The girl behind the counter was watching me, and I knew it and felt a bit self-conscious about going through all these papers and then placing them back in the rack.
“I’m looking for the results of a fight that took place late last night.” I said to her, which was true, I wasn’t lying or hiding something. “Probably ended about 11:30,” I added, for verisimilitude.
“It won’t be in any of them,” she said, quite civilly I thought, even intelligently. It was a matter-of-fact kind of comment, but backed by confidence, knowledge and
experience, despite her youth. And I felt calmly disappointed. She was right. I was sure of it.
“It won’t make it until the afternoon edition,” she added with a stroke of encouragement. “Which fight, the Smith-Saxon fight?”
“Yes,” I said. “Smith-Saxon, that’s the one. Do you know?”
“T.K.O. in the 10th. Saxon won.

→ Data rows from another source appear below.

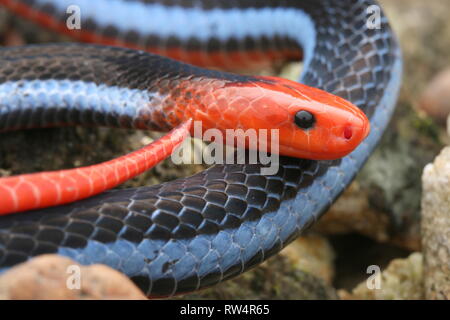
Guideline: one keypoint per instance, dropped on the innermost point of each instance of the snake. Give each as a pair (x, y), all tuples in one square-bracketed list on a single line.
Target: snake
[(192, 232)]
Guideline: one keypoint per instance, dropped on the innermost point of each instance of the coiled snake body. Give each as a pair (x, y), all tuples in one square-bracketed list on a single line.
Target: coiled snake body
[(192, 232)]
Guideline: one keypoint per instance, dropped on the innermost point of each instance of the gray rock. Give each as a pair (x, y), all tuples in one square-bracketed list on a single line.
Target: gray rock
[(436, 226)]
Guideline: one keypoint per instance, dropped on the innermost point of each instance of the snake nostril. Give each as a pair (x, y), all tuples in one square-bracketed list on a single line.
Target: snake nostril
[(348, 132)]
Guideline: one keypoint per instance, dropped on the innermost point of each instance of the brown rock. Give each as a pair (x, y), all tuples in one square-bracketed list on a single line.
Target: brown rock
[(56, 277), (314, 254), (402, 280), (436, 226), (435, 100)]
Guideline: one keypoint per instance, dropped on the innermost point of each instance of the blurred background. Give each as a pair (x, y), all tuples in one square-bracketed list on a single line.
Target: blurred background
[(377, 221)]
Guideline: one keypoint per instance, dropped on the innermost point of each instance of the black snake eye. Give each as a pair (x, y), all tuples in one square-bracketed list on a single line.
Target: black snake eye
[(304, 119)]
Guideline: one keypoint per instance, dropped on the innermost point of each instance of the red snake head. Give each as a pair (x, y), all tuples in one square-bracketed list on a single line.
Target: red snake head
[(310, 123)]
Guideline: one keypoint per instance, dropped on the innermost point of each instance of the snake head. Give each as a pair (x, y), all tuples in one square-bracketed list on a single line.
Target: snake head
[(310, 123)]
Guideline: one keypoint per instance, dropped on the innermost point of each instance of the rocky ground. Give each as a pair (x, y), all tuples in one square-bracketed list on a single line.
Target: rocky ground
[(377, 221)]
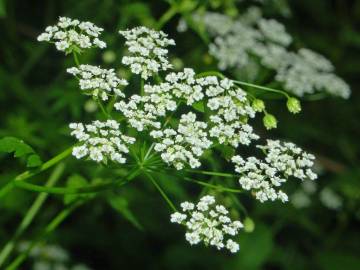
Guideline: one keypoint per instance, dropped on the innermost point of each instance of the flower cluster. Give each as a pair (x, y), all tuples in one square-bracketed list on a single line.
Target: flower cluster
[(209, 223), (231, 110), (282, 161), (101, 141), (184, 145), (251, 38), (98, 82), (148, 53), (72, 35), (139, 112)]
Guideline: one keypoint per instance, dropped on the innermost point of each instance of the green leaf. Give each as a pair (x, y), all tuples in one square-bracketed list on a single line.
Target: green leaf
[(255, 249), (199, 106), (75, 181), (2, 9), (20, 149), (121, 205)]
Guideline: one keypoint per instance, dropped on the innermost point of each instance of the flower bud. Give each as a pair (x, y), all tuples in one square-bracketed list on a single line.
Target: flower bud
[(293, 105), (258, 105), (249, 225), (269, 121)]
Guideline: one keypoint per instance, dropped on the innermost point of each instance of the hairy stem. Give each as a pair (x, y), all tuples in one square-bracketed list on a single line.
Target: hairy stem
[(30, 173), (161, 191), (31, 213)]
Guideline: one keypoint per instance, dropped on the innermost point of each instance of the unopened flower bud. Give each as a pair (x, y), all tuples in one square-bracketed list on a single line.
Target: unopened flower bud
[(293, 105), (269, 121), (258, 105)]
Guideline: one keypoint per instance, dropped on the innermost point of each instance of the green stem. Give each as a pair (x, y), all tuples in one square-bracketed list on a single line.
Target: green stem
[(163, 194), (27, 174), (262, 88), (221, 174), (49, 228), (142, 82), (31, 213), (56, 222), (210, 73), (171, 12), (81, 190), (76, 59), (103, 110), (221, 188)]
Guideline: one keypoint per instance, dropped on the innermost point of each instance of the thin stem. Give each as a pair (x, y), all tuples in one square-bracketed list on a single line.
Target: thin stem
[(142, 82), (163, 194), (212, 173), (211, 185), (76, 59), (49, 228), (81, 190), (210, 73), (171, 12), (262, 88), (31, 213), (27, 174), (107, 115)]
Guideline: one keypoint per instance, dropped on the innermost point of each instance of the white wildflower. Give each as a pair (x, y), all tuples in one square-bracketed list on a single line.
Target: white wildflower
[(264, 178), (148, 53), (209, 223), (71, 35), (101, 141), (98, 82), (184, 145)]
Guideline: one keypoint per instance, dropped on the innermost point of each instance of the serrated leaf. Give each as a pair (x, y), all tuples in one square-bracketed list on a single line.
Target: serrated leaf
[(2, 9), (121, 205), (75, 181), (20, 149), (199, 106)]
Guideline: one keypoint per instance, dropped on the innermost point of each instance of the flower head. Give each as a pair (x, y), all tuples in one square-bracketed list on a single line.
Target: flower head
[(209, 223), (70, 35), (101, 141), (147, 48), (98, 82)]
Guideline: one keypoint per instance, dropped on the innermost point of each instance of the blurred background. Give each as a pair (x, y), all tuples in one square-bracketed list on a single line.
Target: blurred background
[(317, 229)]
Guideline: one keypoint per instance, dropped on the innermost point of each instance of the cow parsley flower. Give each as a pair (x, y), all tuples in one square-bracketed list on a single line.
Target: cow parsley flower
[(140, 112), (70, 35), (231, 110), (98, 82), (101, 141), (264, 177), (148, 53), (209, 223), (184, 145), (243, 42)]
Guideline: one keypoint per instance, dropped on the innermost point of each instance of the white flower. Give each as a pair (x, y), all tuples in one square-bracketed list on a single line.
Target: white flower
[(147, 48), (208, 224), (264, 178), (98, 82), (236, 42), (69, 35), (101, 141), (184, 145)]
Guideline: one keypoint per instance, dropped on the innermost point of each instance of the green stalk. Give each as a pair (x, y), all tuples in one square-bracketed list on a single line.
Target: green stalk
[(31, 213), (171, 12), (49, 228), (27, 174), (205, 184), (161, 191), (263, 88), (57, 221), (221, 174), (76, 59)]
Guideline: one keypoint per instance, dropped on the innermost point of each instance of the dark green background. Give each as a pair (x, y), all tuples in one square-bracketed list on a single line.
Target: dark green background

It was incredible; Smith’s left eye got opened up in the 7th and Saxon just kept hammering away at it until Smith couldn’t see. But Smith was courageous. He’ll be back. He looked real good until he got cut.”
“Thanks,” I said. “I’ll be back for the afternoon edition.” I started to walk away, but something was nagging at me, something I didn’t recognize and had no name for, I stood there on the sidewalk gazing at the morning traffic without really taking it in, without any clear thought at all. A breeze nipped at my ear, and I turned and walked back to the counter.
“I have another question for you,” I announced, looking her straight in the eyes. She was a funny looking girl, maybe twenty years old.
She was breaking rolls of dimes on the edge of the cash register. “Yes. And what is that?”
A crazy kind of smile began to spread across my face, I could feel it, and it was utterly new, and I said, “Will you go to Egypt with me?”
SUITE 1306
Ginger had agreed to have a drink with that hairy, fat sales rep from Parkers, Herb what’s-his-name, first, because she had already refused him on at least five previous occasions, and she couldn’t risk losing the account—he was that type, he would take his business elsewhere—and, well, Michael had called and cancelled their date to go dancing, he was going to his mother’s, birthday, something, she hadn’t really listened to his explanation after first catching the drift. Michael was not to be counted on these days, she seemed to be last on his list of priorities ever since she had declined his marriage proposal. She didn’t want to marry, once was enough, thank you. She wanted to have a good time.